To explore team streakiness, I looked at all of the W/L sequences for all teams from the 1967 through 2016 seasons. Let me describe the process:
- Using the Retrosheet game logs, I obtained the W/L sequence for a particular team.
- I used functions in my BayesTestStreak package to find the gaps between consecutive wins and implement the permutation test.
- For each team and each season, I collected the winning proportion and the p-value which indicates the streaky patterns in the sequence.
Several questions to address:
- What is the overall distribution of streakiness of baseball teams?
- Who were unusually streaky and consistent teams?
- Is there any relationship between a team’s winning fraction and their streakiness? For example, are great teams more or less likely to be consistent?
Overall distribution of streakiness
First I constructed a histogram of the p-values for all team-seasons. (There were 1358 team-seasons in my 50-year study.) To understand this graph, note that if we were just observing W/L patterns observed by flipping coins, then I’d expect these p-values to be uniformly distributed on (0, 1). But it seems that small p-values tend to be more likely, indicating a tendency for a team to be streaky rather than random or consistent.
One can rank the teams by the value of the p-value. The streakiest 10 teams, using this measure are shown below. It is interesting that great teams (like the 1977 Red Sox) or poor teams (like the 2011 Mariners) both can be very streaky.
Season Team P_Value Win_Pct
1 1998 BAL 0.001 0.4876543
2 1987 MIL 0.002 0.5617284
3 1994 OAK 0.003 0.4473684
4 2011 SEA 0.003 0.4135802
5 1977 BOS 0.004 0.6024845
6 1982 ATL 0.005 0.5493827
7 2007 SEA 0.005 0.5432099
8 1981 DET 0.006 0.5504587
9 2004 BAL 0.006 0.4814815
10 1995 HOU 0.007 0.5277778
Similarly, here are the 10 most consistent teams, ranked by p-value. Again, note that good and poor teams also can be consistent. It would be interesting to look more carefully at some of these seasons to try to detect reasons for the consistency or streakiness.
Season Team P_Value Win_Pct
1 1968 SFN 1.000 0.5426829
2 1968 NYN 1.000 0.4506173
3 2005 SLN 1.000 0.6172840
4 1993 CHN 0.999 0.5185185
5 2014 LAN 0.999 0.5802469
6 1977 MIL 0.998 0.4135802
7 1993 KCA 0.997 0.5185185
8 2003 CHN 0.996 0.5432099
9 1971 CAL 0.995 0.4691358
10 1983 CIN 0.995 0.4567901
Winning fraction and streakiness
To understand the relationship between winning records and streakiness, I subdivided the p-values into the bins (0, .1), (.1, .2), …, (.9, 1), and compared the winning fractions of the teams in these 10 bins.

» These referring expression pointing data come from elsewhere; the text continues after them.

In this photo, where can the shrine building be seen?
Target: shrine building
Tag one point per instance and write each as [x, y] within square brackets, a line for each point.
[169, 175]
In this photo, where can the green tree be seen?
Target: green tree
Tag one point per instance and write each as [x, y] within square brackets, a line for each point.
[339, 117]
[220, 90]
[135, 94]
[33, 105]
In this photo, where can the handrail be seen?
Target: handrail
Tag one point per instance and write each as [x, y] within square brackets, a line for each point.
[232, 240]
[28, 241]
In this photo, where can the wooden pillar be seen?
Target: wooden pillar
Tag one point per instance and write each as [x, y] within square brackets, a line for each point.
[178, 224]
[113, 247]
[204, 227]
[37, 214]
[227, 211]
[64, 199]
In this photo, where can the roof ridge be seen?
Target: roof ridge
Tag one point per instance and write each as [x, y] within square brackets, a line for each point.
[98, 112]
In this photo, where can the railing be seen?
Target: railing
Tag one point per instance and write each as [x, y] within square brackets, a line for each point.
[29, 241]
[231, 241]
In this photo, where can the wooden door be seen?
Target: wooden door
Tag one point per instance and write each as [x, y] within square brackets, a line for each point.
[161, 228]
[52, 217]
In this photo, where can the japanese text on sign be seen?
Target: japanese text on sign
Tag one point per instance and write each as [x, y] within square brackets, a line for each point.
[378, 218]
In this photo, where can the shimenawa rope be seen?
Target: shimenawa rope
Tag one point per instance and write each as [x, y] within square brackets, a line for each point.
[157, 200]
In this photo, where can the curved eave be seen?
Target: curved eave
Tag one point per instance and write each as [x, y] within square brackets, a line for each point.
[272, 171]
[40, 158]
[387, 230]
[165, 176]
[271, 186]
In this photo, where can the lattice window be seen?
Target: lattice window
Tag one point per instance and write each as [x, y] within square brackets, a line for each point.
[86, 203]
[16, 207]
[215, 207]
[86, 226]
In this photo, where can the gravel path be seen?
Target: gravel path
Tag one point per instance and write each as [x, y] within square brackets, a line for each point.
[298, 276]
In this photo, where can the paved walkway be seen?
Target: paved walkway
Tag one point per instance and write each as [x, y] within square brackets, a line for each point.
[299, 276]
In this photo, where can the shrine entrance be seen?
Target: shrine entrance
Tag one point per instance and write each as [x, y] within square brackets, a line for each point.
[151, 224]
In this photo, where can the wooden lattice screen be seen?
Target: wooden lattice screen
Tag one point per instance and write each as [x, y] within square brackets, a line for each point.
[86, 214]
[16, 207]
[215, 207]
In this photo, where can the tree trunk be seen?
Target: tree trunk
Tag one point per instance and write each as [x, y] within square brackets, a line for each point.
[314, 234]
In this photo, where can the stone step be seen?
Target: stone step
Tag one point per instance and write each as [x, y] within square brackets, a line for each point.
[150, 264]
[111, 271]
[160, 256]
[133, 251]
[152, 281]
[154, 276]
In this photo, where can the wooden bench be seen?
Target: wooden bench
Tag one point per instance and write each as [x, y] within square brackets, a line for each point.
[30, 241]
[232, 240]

Here I display parallel boxplots. A p-value of 0.5 is what one might expect for a random sequence. Generally teams have p-values that are centered about 0.5, but teams with winning fractions between .35 and .40 average a p-value of .40, and the really weak teams (winning fraction under .35) tend to be streaky. This suggests that poor performance tends to be associated with streaky performance.

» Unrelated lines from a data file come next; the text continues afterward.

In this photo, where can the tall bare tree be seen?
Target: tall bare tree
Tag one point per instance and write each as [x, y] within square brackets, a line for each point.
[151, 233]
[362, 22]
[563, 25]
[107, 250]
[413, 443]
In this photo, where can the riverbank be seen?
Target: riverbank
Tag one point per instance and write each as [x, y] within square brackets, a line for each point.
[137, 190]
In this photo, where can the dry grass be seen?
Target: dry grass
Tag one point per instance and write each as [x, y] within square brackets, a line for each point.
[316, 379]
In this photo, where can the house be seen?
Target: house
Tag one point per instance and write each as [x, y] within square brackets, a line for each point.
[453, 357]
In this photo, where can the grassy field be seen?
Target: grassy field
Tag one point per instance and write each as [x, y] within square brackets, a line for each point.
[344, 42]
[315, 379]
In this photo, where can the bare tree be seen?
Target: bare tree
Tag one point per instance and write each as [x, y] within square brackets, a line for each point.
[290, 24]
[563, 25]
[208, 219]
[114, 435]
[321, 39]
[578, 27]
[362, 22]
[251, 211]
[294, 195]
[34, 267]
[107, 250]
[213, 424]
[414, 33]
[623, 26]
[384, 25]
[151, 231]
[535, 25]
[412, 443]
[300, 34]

Of course we get excited by streaky patterns such as the Indians’ 22-game winning streak in 2017. Likewise, there is much said about long streaks of hitting or long streaks of futility (the well-known “ofer” statistics). But I think there is a lot to say about the virtue of consistency — these correspond to teams or players that avoid streaky patterns and exhibit patterns that are different from those of “randomness”. I would think that teams would value consistent players, although we don’t routinely measure this aspect of performance.